Nous sommes bien d'accord. Sauf qu'en philosophie, tu as le philosophe, et l'autre. Tu n'as pas le philosophe du quotidien, celui qui suit une philosophie de vie, et le philosophe de "génie", celui qui se range aux côtés d'un Bergson ou d'un Platon. Le problème, c'est que la philosophie de vie peut aussi faire d'un philosophe quelqu'un qui restera dans l'histoire : il suffit de prendre le cas de l'école cynique pour le voir. Là, nous sommes clairement dans une philosophie de vie, philosophie de vie qui a toute sa place dans la philosophie et à quoi nous rattachons des philosophes ayant certaines idées.

Donc, la question que je pose est : être philosophe, donc faire de la philosophie, est-ce vraiment écrire des traités jargonneux, ou n'est-ce pas plutôt (ou aussi) justement l'aspect "philosophie de vie" ? Autrement dit, est-ce qu'un philosophe est uniquement celui qui pense par les lettres, ou bien couple-t-il sa pensée par l'action, transformant son action en agir ? Pour ma part, je suis davantage sur la dernière des positions, mais j'ai bien conscience que je n'ai pas forcément celle de pas mal de passionnés de la question.

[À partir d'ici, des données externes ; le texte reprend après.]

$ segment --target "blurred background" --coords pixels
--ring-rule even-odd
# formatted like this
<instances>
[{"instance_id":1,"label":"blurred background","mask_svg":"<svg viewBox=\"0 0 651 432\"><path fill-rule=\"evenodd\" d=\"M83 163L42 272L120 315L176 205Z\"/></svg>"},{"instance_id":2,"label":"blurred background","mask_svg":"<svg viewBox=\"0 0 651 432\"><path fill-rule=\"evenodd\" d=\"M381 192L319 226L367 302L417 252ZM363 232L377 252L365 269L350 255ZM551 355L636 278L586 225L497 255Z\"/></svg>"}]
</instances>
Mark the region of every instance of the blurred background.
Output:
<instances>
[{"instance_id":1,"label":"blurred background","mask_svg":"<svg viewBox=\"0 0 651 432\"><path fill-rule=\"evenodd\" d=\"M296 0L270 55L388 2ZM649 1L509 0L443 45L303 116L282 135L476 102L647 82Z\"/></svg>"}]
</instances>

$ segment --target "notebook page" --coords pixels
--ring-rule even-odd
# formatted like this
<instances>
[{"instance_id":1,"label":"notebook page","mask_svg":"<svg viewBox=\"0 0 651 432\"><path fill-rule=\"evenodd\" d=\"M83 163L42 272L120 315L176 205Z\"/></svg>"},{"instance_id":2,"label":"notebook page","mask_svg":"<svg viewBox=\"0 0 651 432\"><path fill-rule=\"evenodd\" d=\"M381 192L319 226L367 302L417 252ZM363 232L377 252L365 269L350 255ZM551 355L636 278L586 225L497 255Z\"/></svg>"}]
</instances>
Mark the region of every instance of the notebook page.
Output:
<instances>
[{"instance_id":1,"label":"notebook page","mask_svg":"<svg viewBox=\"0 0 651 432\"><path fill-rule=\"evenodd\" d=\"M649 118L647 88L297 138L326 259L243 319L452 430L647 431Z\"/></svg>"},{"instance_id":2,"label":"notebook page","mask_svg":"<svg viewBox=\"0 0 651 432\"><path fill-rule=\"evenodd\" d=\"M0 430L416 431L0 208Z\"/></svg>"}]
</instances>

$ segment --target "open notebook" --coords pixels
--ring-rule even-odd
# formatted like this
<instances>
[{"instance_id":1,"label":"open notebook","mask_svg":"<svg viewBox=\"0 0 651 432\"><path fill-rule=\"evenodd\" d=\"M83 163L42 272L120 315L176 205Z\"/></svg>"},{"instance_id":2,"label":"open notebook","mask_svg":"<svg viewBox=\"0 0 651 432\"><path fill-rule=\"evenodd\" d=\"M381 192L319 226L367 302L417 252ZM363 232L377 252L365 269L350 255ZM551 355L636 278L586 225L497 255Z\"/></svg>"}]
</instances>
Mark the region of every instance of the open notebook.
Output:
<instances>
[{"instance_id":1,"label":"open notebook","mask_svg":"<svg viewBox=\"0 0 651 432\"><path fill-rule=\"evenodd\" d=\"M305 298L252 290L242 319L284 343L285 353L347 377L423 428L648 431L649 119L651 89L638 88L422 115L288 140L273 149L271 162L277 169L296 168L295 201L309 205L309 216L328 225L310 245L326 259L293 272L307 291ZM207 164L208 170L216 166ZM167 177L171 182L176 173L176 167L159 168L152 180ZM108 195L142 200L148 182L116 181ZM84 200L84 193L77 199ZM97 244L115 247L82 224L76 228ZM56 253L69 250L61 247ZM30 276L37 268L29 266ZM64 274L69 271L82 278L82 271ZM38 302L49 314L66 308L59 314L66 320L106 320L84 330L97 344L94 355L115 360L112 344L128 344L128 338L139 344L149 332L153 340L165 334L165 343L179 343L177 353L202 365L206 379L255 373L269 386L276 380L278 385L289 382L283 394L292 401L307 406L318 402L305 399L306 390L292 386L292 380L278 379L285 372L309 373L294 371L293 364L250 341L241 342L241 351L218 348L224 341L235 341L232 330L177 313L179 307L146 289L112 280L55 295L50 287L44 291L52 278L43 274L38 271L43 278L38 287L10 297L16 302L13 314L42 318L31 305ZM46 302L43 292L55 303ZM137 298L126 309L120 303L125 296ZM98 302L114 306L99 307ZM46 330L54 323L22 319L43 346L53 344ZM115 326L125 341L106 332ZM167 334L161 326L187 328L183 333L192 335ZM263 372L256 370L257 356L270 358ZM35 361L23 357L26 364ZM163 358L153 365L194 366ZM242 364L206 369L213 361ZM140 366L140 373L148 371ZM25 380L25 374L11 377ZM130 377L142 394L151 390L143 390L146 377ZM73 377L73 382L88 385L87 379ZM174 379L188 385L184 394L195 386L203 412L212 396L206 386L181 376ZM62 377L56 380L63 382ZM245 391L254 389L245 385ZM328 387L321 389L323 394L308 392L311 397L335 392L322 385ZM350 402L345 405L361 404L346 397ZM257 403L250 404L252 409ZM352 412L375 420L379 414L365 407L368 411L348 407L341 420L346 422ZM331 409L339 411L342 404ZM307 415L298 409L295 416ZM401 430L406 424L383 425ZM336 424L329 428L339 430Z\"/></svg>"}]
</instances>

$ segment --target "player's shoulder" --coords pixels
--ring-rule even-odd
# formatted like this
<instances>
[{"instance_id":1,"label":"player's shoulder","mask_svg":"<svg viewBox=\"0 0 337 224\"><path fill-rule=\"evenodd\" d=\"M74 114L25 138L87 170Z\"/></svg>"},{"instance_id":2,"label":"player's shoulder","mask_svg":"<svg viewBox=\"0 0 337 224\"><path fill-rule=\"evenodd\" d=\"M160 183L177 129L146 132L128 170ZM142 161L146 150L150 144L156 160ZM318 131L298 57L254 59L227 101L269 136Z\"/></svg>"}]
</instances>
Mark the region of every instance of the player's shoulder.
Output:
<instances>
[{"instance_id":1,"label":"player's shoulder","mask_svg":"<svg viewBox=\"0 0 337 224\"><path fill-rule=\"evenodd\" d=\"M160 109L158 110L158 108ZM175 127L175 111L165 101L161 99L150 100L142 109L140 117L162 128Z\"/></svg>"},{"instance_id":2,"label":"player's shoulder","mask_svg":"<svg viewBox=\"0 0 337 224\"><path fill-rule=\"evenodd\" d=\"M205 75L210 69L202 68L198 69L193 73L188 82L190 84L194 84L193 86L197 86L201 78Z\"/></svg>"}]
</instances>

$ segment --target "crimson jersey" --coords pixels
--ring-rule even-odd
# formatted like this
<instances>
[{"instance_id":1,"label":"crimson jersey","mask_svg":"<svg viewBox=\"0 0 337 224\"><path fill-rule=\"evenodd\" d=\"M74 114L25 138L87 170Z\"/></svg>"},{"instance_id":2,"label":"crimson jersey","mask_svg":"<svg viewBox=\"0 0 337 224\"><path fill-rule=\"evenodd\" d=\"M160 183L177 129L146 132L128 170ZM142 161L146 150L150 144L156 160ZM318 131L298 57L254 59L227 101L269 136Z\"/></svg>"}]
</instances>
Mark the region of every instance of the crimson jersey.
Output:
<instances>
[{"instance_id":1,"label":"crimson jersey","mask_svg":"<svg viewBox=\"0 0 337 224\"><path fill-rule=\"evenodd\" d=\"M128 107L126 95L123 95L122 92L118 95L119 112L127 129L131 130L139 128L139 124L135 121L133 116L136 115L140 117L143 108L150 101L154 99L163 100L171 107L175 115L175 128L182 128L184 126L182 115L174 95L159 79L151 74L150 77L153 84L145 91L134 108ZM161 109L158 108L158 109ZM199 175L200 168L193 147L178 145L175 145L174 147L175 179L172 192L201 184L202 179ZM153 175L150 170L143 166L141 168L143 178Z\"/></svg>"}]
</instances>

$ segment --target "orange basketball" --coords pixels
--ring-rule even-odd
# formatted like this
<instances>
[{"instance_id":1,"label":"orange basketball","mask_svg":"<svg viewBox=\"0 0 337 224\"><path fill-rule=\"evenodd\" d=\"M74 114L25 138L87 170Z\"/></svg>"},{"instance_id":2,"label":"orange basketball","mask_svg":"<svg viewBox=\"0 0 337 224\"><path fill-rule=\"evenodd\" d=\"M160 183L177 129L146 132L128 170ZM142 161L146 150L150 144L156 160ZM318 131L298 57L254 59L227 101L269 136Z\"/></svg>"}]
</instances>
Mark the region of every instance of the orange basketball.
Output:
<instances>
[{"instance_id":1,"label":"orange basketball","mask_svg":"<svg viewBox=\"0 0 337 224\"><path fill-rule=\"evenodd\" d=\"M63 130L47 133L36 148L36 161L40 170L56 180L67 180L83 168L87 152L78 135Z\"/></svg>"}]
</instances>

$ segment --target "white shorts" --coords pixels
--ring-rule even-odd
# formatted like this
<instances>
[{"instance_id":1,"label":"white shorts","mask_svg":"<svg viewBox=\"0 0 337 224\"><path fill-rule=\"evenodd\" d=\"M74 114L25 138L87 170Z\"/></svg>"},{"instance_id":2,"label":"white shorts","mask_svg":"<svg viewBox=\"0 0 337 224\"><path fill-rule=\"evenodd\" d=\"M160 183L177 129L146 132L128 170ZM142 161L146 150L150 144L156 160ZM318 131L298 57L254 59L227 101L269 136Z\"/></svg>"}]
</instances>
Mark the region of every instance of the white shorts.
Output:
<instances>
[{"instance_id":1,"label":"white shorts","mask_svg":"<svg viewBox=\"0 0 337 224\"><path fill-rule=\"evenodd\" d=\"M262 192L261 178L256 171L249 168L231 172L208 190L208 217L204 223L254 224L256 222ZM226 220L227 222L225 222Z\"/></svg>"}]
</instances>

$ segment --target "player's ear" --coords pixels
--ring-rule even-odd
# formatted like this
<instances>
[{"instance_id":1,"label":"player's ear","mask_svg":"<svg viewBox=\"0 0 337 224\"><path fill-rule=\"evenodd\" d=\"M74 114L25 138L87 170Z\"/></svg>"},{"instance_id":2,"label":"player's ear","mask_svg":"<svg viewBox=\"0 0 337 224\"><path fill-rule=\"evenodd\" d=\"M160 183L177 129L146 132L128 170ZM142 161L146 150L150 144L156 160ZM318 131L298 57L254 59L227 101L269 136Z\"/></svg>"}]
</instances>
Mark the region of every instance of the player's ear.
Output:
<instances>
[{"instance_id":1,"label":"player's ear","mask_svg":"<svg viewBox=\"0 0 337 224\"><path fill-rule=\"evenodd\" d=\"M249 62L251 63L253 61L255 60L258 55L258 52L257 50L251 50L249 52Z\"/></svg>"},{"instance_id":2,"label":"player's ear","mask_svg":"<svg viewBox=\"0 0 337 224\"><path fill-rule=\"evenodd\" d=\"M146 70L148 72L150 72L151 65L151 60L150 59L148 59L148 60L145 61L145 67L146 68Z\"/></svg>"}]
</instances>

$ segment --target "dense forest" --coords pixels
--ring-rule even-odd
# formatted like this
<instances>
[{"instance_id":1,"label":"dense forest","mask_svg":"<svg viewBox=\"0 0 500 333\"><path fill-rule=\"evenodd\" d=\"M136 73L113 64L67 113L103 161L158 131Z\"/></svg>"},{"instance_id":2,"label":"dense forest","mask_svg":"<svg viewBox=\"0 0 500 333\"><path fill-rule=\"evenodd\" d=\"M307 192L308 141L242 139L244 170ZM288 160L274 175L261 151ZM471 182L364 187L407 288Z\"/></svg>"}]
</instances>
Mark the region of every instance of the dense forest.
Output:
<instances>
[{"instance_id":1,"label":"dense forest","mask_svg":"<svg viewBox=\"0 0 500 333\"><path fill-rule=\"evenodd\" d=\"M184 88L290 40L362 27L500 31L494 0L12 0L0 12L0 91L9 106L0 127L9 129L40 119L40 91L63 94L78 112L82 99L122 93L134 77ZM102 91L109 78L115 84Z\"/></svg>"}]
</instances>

Mais plus encore que cette question, c'est le fait même de s'affirmer philosophe qui me dérange tant j'attache une forme de modestie et de discrétion à un tel personnage. Le rôle du philosophe n'est pas d'affirmer sa position en le proclamant haut, il est plutôt de le démontrer par ses talents propres. On est jamais aussi peu philosophe qu'au moment où on prétend l'être. Et je te retourne la question par analogie : est-ce que dire "je suis un scientifique" fait de la personne un véritable scientifique, et non pas une caricature ou simplement un "mauvais" scientifique ? S'en convaincre ne suffit pas toujours, ou alors seulement dans son coin pour soi.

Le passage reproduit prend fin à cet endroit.